I recently moved back to New York after a fifteen-month retreat to Colorado. And just like last time, the move’s come with a whole host of recommended reading. A friend from a publishing program in England insisted on Bright Lights, Big City. After all, wasn’t I moving to the Rotten Apple to make it as an editor? Another lobbied for Ragtime, insistent that it captured the spirit of the city like no other novel. One well-intentioned but off-the-mark professor even pushed for Sophie’s Choice; what thematic overlap he found in my life and in that of a guilt-wracked Holocaust survivor, I cannot know.
Fine choices, certainly, but if put in their place I could recommend no book to the big city hopeful more highly than Blood Blockade Battlefront. It’s not so literary as all those other suggestions, no: creator Yasuhiro Nightow’s vision of NYC is unabashedly pulp and cartoonishly violent. A bizarre realm called “The Beyond” has overlapped with Manhattan, creating the city Hellsalem’s Lot and ushering in a host of horrors, gods, elder vampires, eldritch abominations and other sundry swarms of squamous, wriggling alien life. Only the efforts of a secret-society of superheroes known as Libra keep the madness from boiling over to consume the rest of the world. Even then, they can just barely contain the chaos; leading man Leonard Watch (appropriately named, given he’s a photojournalist whose one special ability is a pair of eyes that can see anything) can’t cross a city block without witnessing a megalithic alien smash into a skyscraper, a hostage crisis perpetrated by a demonic mafioso or a thirty-car pile-up.

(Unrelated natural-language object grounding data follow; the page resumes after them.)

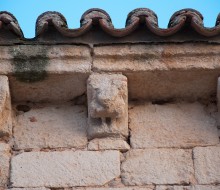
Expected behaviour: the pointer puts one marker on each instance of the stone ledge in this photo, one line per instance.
(164, 71)
(64, 169)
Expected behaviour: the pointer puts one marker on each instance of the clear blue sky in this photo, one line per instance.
(27, 11)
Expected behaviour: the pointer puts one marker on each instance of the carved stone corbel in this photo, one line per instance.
(5, 108)
(107, 106)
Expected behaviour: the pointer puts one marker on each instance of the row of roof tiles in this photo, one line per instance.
(186, 17)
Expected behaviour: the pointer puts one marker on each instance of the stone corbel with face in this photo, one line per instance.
(107, 106)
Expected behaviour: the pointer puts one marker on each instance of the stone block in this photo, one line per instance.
(163, 71)
(46, 73)
(64, 169)
(5, 108)
(107, 105)
(108, 144)
(51, 126)
(180, 125)
(157, 166)
(4, 164)
(207, 164)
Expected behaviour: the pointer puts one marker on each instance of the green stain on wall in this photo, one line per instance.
(29, 63)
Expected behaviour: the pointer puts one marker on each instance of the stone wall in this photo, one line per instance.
(110, 117)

The art is fit to match. The same sketchy linework that made Nightow’s Trigun one of the most dynamic action comics around works here to render everything in the city a blur. The character designs owe more to American superhero artists like Todd McFarland and John Romita Jr. than to any other manga artist. Through this hopelessly exaggerated portrayal, Nightow gets at the true character of the city and what it’s like to live there in a way no other work I’ve read or watched has. Far from some well ordered literary tableau arranged with meaning and significance, New York City is a kind of barely contained chaos bursting with wild energy and implicit violence.

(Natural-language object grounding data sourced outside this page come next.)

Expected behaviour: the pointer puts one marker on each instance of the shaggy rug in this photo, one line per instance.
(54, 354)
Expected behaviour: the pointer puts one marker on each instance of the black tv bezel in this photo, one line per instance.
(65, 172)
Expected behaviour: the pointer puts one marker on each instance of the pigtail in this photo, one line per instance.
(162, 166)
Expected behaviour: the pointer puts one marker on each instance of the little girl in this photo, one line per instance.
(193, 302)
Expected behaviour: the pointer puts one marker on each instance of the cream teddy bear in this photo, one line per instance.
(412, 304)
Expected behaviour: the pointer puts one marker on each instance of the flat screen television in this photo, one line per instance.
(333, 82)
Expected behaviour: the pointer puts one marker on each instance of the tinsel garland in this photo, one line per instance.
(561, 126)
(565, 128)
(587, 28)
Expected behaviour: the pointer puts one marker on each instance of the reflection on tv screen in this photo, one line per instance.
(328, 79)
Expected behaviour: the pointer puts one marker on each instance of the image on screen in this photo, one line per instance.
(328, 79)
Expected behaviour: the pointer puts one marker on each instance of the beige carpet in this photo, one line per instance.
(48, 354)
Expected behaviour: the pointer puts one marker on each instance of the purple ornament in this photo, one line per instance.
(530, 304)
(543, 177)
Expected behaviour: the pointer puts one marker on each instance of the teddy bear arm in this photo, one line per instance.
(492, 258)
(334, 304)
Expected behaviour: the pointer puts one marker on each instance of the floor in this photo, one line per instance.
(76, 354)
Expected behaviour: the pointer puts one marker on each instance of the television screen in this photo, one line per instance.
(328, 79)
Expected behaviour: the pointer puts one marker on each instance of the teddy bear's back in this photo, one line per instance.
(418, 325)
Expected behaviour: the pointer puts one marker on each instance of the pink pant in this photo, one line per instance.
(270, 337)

No two days feel the same; nothing is predictable. At least, it often enough feels that way when you’ve just arrived and realized that you’re only one more tiny, tiny fish in a pond overflowing with sharks, barracudas and a million piranhas. How much more powerful everybody seems initially, how much more capable and put-together and adult and strange they all look; how much more they deserve to be there! Amongst that, it’s entirely too easy to end up feeling like Leonard, one observer at the mercy of a city that seems beyond ordering or sense.
What it also gets, though, is that the other side of fear is exhilaration. Like the world that greets Leonard, what at first seems an impossible terror is just opportunity by another name; it’s all a matter of staking your claim. That tutoring gig might be legitimate, or it might be a bizarre front for what you’re certain is a human trafficking scheme; the nut on the subway gibbering about his “alternative Jewish histories” website might be your new best friend. He might also be, well, just a nut. That’s the magic of it. The uncertainty is a thrill ride every bit as bizarre and joyous as the one Blood Blockade Battlefront presents.